President Trump – While the question before the Board pertains to prohibiting Trump from future posting, his final posts serve as background for our analysis. Based on the foregoing factors, Facebook’s decision to remove those posts and prohibit former President Trump from future posting was well justified. His posts about the election were demonstrably false and, in the real-world context of heightened political tension, especially inflammatory and harmful. Not only was violence imminent, but it was ongoing at the time the content was posted and, in context, could reasonably be read as an incitement to further violence. Particularly in the context of violent acts intended to disrupt the lawful transition of government authority, Trump’s content was an incitement to lawless action. Finally, Facebook had every reason to determine that alternative sanctions short of prohibiting future posts would not mitigate present or future harm.

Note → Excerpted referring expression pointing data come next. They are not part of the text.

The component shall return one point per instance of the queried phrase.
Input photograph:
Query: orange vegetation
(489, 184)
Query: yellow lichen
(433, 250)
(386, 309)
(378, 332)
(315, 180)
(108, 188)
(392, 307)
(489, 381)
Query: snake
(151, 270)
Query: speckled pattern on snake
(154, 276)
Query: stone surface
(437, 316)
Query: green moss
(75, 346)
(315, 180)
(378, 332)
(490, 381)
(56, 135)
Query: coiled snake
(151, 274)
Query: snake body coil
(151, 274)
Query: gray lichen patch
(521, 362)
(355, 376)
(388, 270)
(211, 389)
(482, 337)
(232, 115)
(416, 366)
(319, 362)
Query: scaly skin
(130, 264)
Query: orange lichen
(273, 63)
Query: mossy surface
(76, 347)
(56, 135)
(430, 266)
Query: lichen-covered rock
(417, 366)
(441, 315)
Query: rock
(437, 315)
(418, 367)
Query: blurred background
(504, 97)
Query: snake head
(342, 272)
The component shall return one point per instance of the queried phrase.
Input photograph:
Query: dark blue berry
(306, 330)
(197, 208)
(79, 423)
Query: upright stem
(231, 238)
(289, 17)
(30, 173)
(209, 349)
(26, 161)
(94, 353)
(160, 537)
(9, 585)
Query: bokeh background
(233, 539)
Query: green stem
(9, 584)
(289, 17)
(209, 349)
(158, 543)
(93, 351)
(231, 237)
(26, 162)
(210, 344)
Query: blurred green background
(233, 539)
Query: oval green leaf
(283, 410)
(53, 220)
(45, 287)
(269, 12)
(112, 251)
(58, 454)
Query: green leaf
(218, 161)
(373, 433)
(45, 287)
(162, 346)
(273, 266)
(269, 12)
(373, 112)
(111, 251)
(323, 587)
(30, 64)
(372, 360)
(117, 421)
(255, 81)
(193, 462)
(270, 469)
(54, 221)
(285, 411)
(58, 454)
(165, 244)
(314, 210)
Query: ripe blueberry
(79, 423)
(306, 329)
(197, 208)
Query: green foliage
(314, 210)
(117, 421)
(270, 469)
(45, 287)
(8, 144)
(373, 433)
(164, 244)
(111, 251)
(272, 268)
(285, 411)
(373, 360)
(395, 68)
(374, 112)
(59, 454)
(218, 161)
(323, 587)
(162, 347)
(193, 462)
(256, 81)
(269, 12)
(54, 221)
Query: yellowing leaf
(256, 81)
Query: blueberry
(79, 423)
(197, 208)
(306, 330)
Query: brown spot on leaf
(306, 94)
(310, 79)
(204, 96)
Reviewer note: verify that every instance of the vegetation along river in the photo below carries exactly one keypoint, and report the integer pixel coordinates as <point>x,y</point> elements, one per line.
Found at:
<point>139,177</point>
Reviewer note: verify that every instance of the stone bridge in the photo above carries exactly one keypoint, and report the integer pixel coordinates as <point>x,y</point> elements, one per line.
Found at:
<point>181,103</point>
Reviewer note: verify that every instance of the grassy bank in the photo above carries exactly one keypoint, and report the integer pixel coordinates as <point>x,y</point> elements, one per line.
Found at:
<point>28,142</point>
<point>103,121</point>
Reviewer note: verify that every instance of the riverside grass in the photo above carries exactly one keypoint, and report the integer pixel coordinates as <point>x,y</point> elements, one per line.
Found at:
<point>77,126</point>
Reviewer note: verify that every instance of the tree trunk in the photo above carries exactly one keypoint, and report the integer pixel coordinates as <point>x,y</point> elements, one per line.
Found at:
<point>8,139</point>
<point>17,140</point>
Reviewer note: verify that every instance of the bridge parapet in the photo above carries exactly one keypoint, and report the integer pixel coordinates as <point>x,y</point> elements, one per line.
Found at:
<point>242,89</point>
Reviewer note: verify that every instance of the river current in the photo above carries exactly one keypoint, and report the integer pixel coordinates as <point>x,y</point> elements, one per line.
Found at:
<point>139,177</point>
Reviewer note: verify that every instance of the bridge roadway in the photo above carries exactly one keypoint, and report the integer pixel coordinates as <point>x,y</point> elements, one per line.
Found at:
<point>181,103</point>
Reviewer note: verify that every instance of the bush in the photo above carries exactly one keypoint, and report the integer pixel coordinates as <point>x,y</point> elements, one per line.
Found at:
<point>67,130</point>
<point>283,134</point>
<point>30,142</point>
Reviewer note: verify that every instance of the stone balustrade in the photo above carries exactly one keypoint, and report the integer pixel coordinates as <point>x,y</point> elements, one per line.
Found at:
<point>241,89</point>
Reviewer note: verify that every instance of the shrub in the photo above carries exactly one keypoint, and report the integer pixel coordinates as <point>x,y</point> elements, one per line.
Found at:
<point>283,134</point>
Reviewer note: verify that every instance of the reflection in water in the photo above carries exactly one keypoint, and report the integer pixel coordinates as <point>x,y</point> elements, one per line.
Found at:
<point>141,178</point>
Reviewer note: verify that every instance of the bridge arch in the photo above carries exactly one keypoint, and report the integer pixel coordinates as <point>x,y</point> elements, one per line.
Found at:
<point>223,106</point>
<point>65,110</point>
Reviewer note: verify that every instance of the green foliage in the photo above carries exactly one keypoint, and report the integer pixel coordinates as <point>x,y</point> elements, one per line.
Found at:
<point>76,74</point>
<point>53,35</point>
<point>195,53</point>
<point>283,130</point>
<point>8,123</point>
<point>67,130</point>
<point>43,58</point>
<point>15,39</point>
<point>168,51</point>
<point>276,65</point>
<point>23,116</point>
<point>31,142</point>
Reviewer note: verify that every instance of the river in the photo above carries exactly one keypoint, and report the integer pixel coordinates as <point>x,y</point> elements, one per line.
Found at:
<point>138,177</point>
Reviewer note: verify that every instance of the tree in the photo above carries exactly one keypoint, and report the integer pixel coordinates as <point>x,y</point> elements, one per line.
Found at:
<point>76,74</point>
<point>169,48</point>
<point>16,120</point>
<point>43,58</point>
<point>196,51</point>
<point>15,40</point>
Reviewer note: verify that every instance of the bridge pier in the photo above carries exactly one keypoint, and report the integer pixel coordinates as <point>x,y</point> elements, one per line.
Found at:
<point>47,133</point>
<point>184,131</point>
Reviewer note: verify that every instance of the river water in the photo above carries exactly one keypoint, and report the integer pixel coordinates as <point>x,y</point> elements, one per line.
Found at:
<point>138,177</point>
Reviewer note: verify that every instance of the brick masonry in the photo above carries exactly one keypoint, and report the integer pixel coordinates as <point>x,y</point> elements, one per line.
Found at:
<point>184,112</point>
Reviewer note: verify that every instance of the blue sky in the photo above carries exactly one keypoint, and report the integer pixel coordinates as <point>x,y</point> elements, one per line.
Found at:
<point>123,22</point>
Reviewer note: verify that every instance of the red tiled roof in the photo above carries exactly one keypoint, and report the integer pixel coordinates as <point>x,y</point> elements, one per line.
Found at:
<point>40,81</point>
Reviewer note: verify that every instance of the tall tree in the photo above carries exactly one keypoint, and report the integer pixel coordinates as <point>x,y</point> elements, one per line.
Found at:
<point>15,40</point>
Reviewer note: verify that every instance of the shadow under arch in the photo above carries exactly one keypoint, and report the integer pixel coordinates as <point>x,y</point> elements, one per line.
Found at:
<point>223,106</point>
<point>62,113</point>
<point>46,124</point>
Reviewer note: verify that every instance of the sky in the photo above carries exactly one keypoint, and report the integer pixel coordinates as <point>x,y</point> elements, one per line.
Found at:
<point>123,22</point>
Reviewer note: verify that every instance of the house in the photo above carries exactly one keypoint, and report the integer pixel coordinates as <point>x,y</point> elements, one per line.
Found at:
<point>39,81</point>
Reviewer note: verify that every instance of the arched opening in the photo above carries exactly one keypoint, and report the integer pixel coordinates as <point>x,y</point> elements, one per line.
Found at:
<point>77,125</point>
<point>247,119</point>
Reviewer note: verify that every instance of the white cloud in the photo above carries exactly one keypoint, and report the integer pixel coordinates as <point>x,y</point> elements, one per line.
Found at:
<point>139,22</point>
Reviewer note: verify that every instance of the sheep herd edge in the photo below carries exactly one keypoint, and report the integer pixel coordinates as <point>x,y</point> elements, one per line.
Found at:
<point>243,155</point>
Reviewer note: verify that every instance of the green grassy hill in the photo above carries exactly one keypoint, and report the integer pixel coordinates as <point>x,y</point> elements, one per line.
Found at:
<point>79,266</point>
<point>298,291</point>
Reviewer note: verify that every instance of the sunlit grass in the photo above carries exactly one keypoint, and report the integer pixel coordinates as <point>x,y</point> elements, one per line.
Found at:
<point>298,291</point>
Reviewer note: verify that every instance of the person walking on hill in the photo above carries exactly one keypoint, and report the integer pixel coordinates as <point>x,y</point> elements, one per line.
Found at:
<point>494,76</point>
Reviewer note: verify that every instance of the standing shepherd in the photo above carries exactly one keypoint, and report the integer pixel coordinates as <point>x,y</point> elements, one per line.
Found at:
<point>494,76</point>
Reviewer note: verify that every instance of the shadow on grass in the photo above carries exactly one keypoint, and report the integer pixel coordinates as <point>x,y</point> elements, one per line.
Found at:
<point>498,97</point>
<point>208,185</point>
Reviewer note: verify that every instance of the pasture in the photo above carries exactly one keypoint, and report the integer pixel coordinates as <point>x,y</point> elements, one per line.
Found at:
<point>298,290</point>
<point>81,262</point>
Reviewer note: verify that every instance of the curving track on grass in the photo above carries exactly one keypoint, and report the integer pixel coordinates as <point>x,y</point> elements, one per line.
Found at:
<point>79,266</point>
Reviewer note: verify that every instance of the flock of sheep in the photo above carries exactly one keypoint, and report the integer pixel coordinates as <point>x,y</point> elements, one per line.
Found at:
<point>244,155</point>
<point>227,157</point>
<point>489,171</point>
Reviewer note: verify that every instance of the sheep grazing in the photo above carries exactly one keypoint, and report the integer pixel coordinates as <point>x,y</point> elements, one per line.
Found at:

R Street believes that it is reasonable to justify indefinite suspension by determining that Trump has a continuing political and public role and will continue to post content worth removing under these same factors. It seems clear to us that he has expressed no contrition and that the deterrence of other like-minded actors would be a positive benefit. However, this is ultimately a predictive judgment; restoring his posting privileges is defensible under different predictions. Even then, we would encourage any future restoration to include strict warnings regarding further harmful activity, with permanent suspension as the final escalatory step.